TeeVee

A television set did not arrive at the house until I was five. This, observers suppose, explains a lot.

Ostensibly, it was purchased and installed to celebrate that grand occasion.

But, as quickly became clear, the half-decade marker of distinction had little to do with the appliance’s arrival. Very little.

Though almost immediately well-known to be a destroyer of morals and minds – as had radio and movies and comic books before TV – adults, apparently, were immune to such dysfunctional effects of the medium. Or maybe it was the sensitive fingertips that adults possessed and kids didn’t know enough to even yearn for.
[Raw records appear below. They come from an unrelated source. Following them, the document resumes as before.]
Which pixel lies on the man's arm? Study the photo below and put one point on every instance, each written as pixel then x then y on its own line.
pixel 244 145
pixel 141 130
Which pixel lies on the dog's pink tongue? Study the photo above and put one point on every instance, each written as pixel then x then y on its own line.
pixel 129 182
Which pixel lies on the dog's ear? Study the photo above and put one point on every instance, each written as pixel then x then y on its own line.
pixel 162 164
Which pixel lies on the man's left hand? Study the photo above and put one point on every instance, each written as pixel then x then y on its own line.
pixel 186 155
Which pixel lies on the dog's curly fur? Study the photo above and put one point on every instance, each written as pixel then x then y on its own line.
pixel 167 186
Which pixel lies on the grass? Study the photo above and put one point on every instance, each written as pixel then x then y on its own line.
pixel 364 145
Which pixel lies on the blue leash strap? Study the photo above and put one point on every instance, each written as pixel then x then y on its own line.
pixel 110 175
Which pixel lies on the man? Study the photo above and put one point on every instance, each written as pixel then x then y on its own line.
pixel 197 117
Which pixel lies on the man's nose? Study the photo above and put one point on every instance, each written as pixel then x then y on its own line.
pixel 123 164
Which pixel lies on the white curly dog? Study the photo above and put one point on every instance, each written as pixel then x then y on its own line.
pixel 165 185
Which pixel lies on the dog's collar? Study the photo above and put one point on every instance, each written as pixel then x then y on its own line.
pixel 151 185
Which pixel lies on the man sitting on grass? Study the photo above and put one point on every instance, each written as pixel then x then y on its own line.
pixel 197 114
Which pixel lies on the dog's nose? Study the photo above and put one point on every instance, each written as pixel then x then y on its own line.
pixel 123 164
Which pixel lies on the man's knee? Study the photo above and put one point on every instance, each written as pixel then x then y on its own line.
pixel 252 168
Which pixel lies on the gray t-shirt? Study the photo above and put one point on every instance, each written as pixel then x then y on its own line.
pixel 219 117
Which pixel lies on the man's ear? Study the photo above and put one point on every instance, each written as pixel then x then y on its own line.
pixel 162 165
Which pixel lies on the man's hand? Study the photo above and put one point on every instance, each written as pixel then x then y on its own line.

The TV’s channel selector – a rotary dial device that made an audible “Clunk!” when moved clockwise or counterclockwise from station to station – was managed by grown-ups. (Funny expression.) And grown-ups selected such fare as Leonard Bernstein and another guy who goofed around on the piano, Victor Borge.

While child-appropriate, educational TV was available – from Little Rascals to Laurel and Hardy and other sophisticated comedians, plus drama in the Wild West, Hopalong Cassidy – children, including and maybe especially me, rarely had access. In fact, one had to go to the neighbor’s, where friendly, understanding and liberal parents lived, to enjoy these high-brow, black and white 30-minute operas.

All of this, of course, explains much about why Baby Boomers are the way they are. Neither rock ‘n roll nor suburbanization – and it wasn’t Beatniks who became Hippies, or wacko conservative third party politicians (or their opposite) no more than transistor radios – explain any of it.

Nor was it the medium – TV – per se.

Rather, the ruthless rule of the channel, the programmatic pummeling of force-fed classical music, all under the power of well intentioned but poorly administered parenting determined the fate of an entire generation.

This is true. You can look it up.

Take away Lash Larue and see what happens. Ban “Top Cat” at your peril! And try convincing your kids that Officer Joe Bolton is a real cop that they really might encounter on the street one day are sure-ways to dissemble adult credibility.

The one saving grace: “Million Dollar Movie.” Ushered in by a swelling orchestral rendition of the theme from Gone With the Wind, a picture everyone could agree on, and occupy a running time nearly equal to the real Civil War.

It was, after all, a million-dollar movie. Big money in 1957. Practically the cost of the New TV.